Alexander Ostrovsky, adapted by Rodney Ackland
Royal Exchange Theatre in association with Told by an Idiot
Royal Exchange Theatre, Manchester

Penelope Dimond as Glafira Klimovna Glouvmova and Dyfan Dwyfor as Yegor Dimitrich Gloumov Credit: Jonathan Keenan
Hayley Carmichael as Kleopatra Ilvovna Mamaaev and Dyfan Dwyfor as Yegor Dimitrich Gloumov Credit: Jonathan Keenan
The cast of Too Clever By Half Credit: Jonathan Keenan

The Royal Exchange has slipped in an extra production this year after the slot that would normally be its last before summer, and also built its relationship with Told by an Idiot after their Christmas 2011 co-production of Kaufman and Hart's You Can't Take It With You.

This satire of Russian society was first performed in the 1860s but is set a hundred years later by director Paul Hunter with a pop soundtrack from the period. It tells the story of young man Yegor Dimitrich Gloumov who, together with his mother, plots his rise through society through seduction and flattery of the rich, playing them off against one another.

He keeps a complete record of his scheming in his diary together with his real opinions of the people he tricks, and... well you can probably guess what happens and the part that this secret document plays.

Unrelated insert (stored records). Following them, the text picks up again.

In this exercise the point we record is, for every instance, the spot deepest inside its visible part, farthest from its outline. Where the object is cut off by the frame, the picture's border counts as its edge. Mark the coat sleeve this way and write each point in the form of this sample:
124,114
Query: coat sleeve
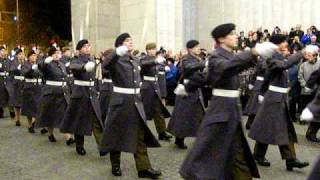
301,79
229,68
275,64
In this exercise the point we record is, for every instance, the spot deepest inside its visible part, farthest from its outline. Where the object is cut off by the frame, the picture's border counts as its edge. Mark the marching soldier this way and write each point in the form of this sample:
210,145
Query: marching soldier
151,92
3,76
189,110
31,89
83,114
54,95
276,128
125,127
221,150
16,85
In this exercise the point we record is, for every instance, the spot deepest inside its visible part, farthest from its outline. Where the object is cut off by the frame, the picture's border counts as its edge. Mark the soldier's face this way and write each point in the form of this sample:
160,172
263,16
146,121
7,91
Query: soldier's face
129,43
231,40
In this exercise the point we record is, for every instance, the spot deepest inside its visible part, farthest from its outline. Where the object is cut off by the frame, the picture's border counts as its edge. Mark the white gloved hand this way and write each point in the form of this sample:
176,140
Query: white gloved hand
89,66
122,50
180,90
307,90
35,67
260,98
250,86
266,49
48,60
306,115
160,60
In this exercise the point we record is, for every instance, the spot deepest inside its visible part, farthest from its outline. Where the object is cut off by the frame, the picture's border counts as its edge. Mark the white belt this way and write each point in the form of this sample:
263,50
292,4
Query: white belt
126,90
226,93
278,89
149,78
84,83
259,78
4,74
21,78
55,83
106,80
33,80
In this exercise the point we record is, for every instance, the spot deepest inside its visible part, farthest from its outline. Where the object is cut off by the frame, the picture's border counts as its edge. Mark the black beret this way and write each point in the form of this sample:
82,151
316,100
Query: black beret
121,38
52,50
222,30
192,43
31,53
278,38
81,43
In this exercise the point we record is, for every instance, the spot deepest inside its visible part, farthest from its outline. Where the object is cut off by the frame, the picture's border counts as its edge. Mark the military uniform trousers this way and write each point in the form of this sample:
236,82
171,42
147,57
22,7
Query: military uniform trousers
141,156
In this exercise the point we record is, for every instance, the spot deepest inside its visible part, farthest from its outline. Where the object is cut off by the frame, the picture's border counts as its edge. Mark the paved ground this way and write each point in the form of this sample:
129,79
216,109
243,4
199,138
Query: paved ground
25,156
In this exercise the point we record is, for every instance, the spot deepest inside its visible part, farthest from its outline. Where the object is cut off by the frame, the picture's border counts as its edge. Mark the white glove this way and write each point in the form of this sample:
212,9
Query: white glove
35,67
180,90
48,60
260,98
89,67
160,60
307,90
306,115
266,49
250,86
122,50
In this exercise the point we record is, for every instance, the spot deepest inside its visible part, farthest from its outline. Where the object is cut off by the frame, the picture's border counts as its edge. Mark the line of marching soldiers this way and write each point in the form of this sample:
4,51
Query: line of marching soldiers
67,94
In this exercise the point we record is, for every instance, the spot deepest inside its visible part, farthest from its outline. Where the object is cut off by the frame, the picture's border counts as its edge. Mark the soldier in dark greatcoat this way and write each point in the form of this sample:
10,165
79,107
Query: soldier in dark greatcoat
4,96
221,150
125,126
151,92
272,124
54,94
83,114
31,89
253,102
189,110
15,91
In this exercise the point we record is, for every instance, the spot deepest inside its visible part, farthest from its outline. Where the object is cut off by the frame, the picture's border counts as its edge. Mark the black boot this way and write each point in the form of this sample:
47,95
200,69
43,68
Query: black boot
149,173
52,138
44,131
116,171
295,163
262,161
180,143
81,151
70,141
164,136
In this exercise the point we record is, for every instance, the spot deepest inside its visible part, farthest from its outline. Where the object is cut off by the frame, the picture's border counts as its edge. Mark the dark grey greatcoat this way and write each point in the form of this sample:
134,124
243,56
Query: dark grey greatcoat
189,110
31,90
4,96
253,102
105,89
15,99
53,100
212,154
272,124
162,80
126,114
150,91
83,100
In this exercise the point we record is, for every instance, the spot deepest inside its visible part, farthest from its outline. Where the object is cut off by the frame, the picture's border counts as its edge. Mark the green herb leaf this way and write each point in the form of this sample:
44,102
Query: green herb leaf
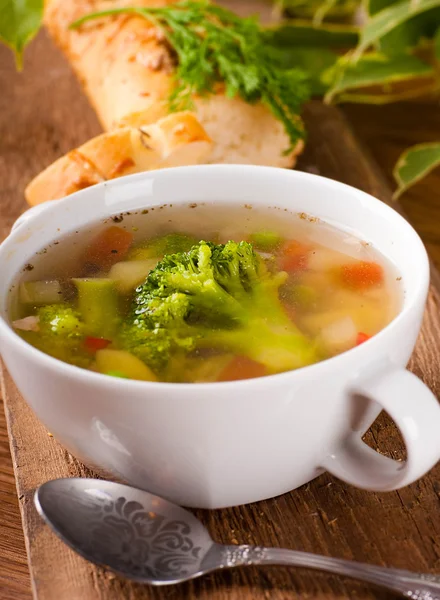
436,45
214,46
316,62
303,33
20,21
390,18
375,6
374,69
319,9
414,164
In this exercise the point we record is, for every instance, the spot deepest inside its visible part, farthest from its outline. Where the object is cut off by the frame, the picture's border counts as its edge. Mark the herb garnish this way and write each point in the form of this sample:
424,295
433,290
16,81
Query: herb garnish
213,46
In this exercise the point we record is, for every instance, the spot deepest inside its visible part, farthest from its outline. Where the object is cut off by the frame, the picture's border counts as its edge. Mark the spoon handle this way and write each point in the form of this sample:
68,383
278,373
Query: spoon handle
411,585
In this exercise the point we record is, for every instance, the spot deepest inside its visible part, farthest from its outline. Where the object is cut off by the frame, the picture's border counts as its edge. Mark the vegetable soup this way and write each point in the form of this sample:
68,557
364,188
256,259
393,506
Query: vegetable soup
203,293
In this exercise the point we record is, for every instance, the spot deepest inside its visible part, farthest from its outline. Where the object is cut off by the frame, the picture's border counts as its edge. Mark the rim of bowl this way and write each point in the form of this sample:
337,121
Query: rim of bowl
320,367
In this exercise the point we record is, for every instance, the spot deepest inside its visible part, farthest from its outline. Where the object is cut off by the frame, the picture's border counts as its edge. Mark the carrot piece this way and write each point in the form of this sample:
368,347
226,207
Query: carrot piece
93,344
242,367
361,338
294,257
109,247
362,275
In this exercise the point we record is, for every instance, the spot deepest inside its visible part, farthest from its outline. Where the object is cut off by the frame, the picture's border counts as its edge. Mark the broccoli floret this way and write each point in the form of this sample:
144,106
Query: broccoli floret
160,246
61,320
60,334
219,296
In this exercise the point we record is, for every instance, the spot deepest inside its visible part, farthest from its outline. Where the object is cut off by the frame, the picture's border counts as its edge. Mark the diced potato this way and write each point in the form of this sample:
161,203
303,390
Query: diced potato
39,293
31,323
339,335
129,274
98,305
324,259
142,254
119,361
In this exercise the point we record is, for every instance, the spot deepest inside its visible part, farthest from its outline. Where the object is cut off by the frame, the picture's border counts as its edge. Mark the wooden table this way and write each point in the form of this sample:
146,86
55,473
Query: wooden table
36,101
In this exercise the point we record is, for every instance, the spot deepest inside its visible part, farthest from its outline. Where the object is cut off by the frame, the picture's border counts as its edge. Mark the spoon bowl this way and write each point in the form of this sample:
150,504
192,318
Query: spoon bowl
150,540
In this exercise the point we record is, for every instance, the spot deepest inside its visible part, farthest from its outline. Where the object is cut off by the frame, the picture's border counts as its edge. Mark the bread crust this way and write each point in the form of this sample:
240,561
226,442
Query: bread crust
127,70
172,140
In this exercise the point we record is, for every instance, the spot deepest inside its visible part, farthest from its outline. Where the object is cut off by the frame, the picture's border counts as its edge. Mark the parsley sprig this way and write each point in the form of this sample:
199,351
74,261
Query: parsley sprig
213,45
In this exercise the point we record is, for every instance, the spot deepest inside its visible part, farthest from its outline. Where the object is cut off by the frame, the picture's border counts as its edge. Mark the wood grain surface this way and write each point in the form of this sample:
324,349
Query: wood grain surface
42,115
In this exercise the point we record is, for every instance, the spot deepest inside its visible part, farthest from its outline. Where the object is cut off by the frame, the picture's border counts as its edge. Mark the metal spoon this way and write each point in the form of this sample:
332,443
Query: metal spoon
148,539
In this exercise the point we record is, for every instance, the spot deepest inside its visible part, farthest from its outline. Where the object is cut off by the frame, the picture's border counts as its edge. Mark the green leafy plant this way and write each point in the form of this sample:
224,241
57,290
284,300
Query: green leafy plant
214,46
319,10
396,57
20,21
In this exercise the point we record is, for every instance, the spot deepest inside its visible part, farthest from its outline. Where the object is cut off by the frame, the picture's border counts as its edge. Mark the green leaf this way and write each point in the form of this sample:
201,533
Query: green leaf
388,19
375,6
374,69
319,9
297,32
436,45
313,61
20,21
414,164
213,45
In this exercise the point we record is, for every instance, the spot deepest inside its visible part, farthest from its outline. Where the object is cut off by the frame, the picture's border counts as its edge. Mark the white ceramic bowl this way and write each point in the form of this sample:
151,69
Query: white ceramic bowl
221,444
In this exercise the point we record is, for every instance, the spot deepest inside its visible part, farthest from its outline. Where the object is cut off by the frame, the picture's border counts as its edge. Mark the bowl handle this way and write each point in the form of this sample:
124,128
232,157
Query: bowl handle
416,412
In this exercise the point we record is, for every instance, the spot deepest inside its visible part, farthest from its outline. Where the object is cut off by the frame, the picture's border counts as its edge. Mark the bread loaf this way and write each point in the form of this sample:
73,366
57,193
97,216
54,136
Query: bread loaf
174,140
126,68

However in the inevitable showdown, he turns everyone's criticisms of him back on them.

It isn't the strongest of scripts, but the Told by an Idiot method appears to be, from the couple of their productions I have seen, to take a rather thin script and see what can be done to it by loading it with visual gags and physical trickery. A chance for a physical gag is never passed up, even if it holds up the story or has little do with the telling of it.

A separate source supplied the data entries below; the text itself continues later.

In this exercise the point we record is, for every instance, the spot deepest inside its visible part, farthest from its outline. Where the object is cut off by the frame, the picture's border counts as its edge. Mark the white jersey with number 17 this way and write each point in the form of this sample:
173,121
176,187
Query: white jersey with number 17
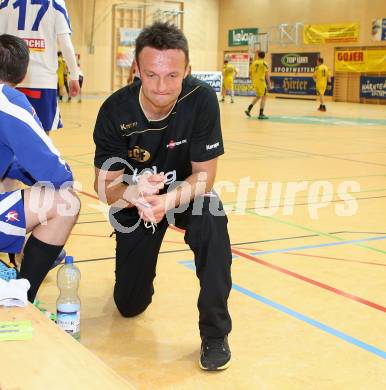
38,22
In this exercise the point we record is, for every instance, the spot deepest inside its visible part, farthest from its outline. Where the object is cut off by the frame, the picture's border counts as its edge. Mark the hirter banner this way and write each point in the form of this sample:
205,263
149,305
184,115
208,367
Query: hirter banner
293,62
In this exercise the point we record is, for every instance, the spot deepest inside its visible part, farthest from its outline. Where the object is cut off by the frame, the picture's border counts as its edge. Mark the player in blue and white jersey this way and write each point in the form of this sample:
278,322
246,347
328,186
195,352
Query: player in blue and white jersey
49,209
41,24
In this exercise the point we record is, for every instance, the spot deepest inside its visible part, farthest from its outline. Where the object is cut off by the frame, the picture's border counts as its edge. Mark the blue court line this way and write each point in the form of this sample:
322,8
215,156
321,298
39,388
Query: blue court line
303,247
301,317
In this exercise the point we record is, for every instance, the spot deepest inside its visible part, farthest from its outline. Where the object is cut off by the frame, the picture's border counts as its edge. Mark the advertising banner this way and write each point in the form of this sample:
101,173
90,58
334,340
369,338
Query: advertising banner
378,30
241,62
293,62
127,36
373,87
330,33
240,36
125,50
354,60
214,79
297,85
125,56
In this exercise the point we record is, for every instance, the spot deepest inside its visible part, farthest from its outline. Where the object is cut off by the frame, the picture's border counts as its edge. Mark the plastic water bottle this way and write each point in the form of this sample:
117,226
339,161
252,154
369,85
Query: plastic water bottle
68,302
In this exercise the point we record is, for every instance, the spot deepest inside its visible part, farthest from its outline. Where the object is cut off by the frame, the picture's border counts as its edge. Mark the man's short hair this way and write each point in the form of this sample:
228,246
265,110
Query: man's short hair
14,58
162,36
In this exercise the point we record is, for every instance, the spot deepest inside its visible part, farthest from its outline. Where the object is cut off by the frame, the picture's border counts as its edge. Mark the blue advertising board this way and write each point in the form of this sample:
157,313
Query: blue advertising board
372,87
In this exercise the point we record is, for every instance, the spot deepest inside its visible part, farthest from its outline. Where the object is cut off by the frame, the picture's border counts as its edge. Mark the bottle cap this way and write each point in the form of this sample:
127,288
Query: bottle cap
69,260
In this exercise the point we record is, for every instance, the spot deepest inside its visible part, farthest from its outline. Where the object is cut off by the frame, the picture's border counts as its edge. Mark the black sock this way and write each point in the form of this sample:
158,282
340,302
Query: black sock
37,260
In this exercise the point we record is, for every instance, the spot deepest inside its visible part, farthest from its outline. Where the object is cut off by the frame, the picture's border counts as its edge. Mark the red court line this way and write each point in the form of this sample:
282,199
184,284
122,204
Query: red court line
318,256
311,281
87,194
288,272
89,235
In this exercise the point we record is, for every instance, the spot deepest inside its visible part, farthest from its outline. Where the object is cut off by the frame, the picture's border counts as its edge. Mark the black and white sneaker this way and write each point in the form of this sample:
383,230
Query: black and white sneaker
215,354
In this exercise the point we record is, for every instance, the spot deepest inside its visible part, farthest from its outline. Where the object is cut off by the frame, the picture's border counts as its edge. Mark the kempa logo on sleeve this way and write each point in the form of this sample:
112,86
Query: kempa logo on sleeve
213,146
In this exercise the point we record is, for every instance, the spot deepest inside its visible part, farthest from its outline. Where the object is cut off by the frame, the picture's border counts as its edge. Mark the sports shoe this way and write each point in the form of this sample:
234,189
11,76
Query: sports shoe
59,259
215,354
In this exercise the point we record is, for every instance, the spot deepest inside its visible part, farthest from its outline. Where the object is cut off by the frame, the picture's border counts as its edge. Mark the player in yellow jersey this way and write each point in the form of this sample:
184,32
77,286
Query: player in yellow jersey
321,77
260,80
229,72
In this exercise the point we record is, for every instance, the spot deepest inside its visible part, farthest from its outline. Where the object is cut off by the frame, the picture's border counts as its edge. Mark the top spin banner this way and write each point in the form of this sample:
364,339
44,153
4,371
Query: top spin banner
294,62
330,33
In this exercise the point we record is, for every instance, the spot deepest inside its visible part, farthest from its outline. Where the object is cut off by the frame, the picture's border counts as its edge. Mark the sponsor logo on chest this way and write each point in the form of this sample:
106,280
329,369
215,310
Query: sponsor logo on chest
35,44
138,154
172,144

As an audience member, it feels like the performance is being done to you rather than for you. There are attempts to shock or surprise the audience with unusual character entrances or with sudden changes of style or tone, which appear to have been created for their effect on the audience rather than their effect on the play.

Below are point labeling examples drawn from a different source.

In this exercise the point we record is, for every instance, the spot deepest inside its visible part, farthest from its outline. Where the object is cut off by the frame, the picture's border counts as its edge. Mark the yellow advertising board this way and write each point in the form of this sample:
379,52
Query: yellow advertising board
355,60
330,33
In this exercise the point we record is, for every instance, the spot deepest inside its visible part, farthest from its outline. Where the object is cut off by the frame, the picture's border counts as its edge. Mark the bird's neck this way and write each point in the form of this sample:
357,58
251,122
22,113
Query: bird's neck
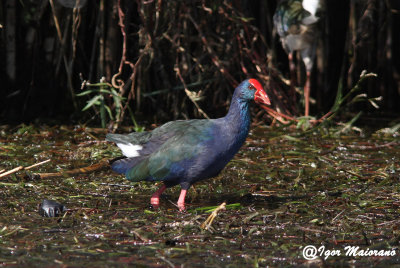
238,119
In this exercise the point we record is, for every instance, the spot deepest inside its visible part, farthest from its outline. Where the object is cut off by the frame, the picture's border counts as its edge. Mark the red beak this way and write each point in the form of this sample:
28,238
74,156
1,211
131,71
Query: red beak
260,96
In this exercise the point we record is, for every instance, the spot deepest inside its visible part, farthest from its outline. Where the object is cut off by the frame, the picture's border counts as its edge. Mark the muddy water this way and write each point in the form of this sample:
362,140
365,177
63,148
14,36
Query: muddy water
284,191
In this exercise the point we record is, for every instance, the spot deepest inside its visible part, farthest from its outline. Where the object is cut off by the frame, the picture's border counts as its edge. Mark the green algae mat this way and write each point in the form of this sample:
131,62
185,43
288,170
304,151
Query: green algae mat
323,197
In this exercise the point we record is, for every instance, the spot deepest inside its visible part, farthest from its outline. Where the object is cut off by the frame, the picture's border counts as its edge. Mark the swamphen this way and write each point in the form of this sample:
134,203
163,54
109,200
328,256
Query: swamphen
186,151
296,24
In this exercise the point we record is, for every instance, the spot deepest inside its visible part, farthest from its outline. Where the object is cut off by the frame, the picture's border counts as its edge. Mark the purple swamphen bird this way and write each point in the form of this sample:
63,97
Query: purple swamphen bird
297,26
186,151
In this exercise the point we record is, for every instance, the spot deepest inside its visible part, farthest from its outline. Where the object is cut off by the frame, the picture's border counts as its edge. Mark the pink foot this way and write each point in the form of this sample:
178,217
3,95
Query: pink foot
181,201
155,198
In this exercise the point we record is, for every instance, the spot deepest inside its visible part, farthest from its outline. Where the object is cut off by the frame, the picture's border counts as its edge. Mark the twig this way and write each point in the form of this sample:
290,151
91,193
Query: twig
77,171
14,170
37,164
178,72
206,225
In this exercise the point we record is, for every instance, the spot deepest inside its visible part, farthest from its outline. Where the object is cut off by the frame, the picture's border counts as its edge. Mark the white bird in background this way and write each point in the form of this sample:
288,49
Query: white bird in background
297,25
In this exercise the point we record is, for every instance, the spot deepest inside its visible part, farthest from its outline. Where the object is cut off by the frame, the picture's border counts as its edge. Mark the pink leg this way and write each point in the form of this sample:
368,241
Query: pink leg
292,69
155,198
307,94
181,200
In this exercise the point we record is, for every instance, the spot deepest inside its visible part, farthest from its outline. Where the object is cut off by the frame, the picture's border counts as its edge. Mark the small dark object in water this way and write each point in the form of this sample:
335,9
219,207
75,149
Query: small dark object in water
51,208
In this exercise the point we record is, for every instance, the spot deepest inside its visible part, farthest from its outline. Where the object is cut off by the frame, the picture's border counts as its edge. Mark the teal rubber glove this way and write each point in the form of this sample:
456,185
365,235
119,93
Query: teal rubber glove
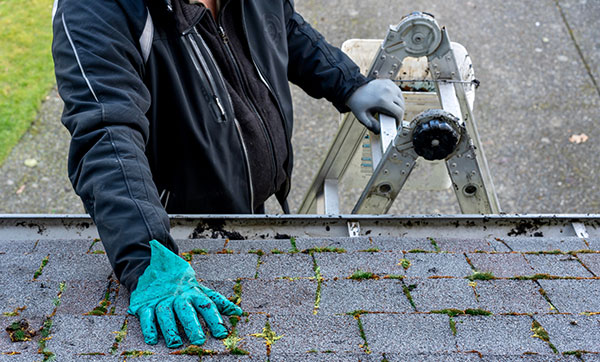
377,96
168,287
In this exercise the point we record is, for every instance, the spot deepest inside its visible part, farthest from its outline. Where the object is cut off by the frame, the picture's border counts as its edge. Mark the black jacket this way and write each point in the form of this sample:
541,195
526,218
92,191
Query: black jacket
149,114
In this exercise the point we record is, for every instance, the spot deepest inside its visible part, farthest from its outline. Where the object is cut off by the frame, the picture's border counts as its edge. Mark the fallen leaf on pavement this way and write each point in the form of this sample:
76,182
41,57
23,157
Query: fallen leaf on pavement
30,162
579,138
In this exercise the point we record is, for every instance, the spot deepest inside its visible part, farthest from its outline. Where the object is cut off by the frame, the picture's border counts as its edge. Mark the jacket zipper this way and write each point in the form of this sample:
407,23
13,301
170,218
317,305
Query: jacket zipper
213,86
201,66
261,121
266,83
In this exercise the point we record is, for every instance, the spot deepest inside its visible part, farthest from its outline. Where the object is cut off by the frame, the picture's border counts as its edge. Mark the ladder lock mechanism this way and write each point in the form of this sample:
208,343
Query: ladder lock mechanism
435,135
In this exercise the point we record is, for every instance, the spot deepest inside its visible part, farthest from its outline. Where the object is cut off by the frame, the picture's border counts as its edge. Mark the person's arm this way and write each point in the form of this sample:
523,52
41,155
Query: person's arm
99,67
323,70
318,67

All of this would be fine if gag built upon gag to work the audience up to hysterical hilarity, but it's all rather predictable after a while and depressingly unfunny. Admittedly some in the audience were laughing more than me (i.e. they were laughing) but much of it fell flat. If you take all the gags out that have nothing to do with the plot, you'd be left with a rather thin story, but at least it could be given some pace and a welcome dent could be made in the 2½-hour running time.

There are some decent performances within this style. Dyfan Dwyfor holds it all together adequately as Yegor, Hayley Carmichael manages to get some real feeling through as seduced and humiliated aunt Kleopatra as does Carla Mendonça as prim, religious Sofia and Calum Finlay is actually quite funny as the laid-back but not-too-bright rich kid Ivan.

It's hard to work out what the Exchange is trying to achieve by putting on this extra production. Most theatres are dark at this time because they struggle to sell tickets over the summer, and putting on something that nods towards popular comedy but which tries to be surrealist and arty too—and fails on all counts—isn't going to produce queues at the box office. The Wednesday night performance that I saw (not a press night) was mostly empty, more so after the interval—although some didn't wait until the interval to leave.

For me, this tale from Told by an Idiot signified nothing, and could raise little more than the occasional snigger.